Mastercard: Why It’s Time For Card Issuers To Up Their Digital Game

For most consumers, change is a funny thing. It can be almost impossible to get a consumer to let go of an ingrained habit under normal circumstances. But pushed by the pressure of an unusual circumstance to do something a different way, it’s amazing how quickly a new habit can grow up in the space an old one left behind. That’s a lesson Sherri Haymond, Mastercard’s executive vice president of digital partnerships, has had the opportunity to witness professionally — and experience personally — over the past half year.

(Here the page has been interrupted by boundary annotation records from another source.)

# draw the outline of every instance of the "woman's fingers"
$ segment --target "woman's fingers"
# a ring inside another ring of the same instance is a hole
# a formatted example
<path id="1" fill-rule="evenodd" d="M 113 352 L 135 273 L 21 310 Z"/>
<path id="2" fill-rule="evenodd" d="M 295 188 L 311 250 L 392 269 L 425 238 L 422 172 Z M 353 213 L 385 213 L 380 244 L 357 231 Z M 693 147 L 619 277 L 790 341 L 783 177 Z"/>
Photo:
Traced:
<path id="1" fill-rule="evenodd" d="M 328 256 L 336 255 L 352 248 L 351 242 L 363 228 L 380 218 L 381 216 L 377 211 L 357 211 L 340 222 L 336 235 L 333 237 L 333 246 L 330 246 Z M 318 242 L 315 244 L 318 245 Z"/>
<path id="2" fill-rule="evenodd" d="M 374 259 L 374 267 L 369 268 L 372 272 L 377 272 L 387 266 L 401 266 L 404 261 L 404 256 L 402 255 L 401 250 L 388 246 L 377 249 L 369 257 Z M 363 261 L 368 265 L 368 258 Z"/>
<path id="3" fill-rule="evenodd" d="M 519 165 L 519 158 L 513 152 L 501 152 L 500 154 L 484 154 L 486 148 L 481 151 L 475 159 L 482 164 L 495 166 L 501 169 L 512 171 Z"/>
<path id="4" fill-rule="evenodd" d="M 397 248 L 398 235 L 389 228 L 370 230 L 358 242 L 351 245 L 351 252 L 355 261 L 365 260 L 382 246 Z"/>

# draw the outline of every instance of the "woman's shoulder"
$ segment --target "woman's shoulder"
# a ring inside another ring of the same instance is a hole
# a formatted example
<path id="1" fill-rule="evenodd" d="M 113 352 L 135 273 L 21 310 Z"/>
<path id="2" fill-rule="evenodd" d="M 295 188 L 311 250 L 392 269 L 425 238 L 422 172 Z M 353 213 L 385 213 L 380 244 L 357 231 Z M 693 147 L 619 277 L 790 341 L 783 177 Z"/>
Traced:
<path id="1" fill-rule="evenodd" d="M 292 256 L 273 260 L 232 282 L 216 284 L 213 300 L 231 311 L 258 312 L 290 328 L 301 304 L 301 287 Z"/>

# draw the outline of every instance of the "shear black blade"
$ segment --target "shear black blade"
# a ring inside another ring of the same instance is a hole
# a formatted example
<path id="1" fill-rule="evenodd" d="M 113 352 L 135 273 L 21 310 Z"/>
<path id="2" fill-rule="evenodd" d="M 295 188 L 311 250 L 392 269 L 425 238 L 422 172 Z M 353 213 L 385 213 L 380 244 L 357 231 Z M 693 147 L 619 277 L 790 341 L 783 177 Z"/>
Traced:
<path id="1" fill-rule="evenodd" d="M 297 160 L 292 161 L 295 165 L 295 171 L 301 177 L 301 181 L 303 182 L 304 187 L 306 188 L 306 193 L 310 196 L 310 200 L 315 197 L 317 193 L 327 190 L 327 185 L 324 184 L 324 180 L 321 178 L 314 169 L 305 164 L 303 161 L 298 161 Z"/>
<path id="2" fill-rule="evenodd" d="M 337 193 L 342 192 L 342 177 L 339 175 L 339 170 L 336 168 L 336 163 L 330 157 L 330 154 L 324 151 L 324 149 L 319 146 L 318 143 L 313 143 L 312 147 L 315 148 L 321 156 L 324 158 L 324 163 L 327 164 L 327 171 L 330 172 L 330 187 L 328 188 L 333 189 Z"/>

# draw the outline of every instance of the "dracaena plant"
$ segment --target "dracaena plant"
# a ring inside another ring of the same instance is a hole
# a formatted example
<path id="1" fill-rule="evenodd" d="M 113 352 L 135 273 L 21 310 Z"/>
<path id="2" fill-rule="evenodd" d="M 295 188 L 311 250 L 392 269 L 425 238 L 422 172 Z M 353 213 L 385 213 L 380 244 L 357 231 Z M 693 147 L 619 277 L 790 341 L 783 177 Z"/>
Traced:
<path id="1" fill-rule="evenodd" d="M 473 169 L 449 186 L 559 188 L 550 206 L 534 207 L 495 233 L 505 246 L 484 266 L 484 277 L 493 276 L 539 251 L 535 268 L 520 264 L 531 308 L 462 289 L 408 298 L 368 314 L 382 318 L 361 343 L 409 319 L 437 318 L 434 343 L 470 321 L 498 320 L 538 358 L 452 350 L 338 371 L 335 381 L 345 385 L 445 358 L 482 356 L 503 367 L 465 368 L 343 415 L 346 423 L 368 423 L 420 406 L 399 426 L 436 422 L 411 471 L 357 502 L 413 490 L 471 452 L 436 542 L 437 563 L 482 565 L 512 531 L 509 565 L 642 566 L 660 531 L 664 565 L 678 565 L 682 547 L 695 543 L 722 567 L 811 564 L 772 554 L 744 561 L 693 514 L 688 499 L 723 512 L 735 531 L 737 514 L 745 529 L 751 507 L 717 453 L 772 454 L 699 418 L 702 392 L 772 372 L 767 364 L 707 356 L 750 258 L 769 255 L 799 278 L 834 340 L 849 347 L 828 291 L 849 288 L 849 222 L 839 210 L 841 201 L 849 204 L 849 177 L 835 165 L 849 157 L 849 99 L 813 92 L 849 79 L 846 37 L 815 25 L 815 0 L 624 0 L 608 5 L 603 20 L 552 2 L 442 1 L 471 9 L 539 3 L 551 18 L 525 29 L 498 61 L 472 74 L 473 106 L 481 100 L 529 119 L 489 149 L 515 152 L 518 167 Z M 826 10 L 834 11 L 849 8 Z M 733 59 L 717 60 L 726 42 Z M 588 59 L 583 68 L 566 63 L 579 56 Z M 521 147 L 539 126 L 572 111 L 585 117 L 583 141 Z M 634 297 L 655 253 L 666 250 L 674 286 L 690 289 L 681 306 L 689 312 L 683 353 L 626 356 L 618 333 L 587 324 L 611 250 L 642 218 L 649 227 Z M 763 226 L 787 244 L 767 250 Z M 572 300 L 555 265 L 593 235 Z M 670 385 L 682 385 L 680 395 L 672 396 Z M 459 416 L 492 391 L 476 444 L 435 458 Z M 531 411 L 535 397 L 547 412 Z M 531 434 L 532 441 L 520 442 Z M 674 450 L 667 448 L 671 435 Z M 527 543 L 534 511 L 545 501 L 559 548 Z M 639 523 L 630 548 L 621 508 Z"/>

“Before [COVID-19] I was not an avid Instacart user, because I actually like going to the grocery store. I think it’s fun. There’s an element of discovery I like,” Haymond told Webster in a recent digital discussion. “But to have the convenience and the safety of delivery through something like Instacart — for me, it was a major game changer. There were many months that I didn’t go to a grocery store because Instacart made it that I didn’t have to. And I was really grateful for that.”

And today, Haymond is an Instacart Express member and a frequent user. What started as a safety tool to limit her risk of infection has become an upgrade to her grocery shopping experience that allows her to shop at a wider range of stores than she otherwise would have.

Moreover, Haymond knows, given her view of the changing commerce ecosystem, that she’s far from a unique case. A growing mass of people worldwide initially shifted to digital out of pure necessity, but have since learned that the shift was actually an upgrade — and well worth making permanent. Haymond said that’s altered the digital payments landscape, with the industry having to keep up with rapidly digitizing consumers and merchants.

It’s that rapidly shifting environment that drove Mastercard and Marqeta last week to announce a deeper global collaboration. Mastercard will be making an as-yet undisclosed investment in Marqeta and will, according to Haymond, help expedite Marqeta’s international expansion by streamlining its global network certification process.

“We have a lot of joint interests,” Haymond said. “The idea of coming together to ensure that Mastercard products and solutions are integrated into the Marqeta experience — and giving ourselves an opportunity to co-create new experiences for our joint customers — was pretty exciting.”

Building Better Together For a Digitally Shifted Future 

Consumers’ digital shift means customer expectations for their card issuers are higher than they’ve ever been.

Customers now expect mobile integration, rewards, spend-management tools — and perhaps most importantly, transactions that feel instant and seamless regardless of the platform or marketplace on which they occur. It’s a tall order, but one that’s created a rich field of competition in a landscape that’s suddenly radically reforming itself.

Consider the recent spate of mergers and acquisitions in payments processing, credit and financial services (not to mention the sudden explosion of SPACs). Those all point to firms positioning themselves to better deliver for consumers who are suddenly looking for more control in commerce experiences. Companies that don’t do so risk being rendered obsolete by those that do.

“In the past on the merchant side, there was a lot of innovation a lot earlier — really moving to cloud-native systems and enabling API-based connectivity,” Haymond said. “The issuing side then followed, initially with just a few players. [But] now, we are seeing there is a lot of interest, because there’s a lot of room to innovate. And there are many opportunities also for new entrants to come in and specialize in terms of capabilities or verticals.”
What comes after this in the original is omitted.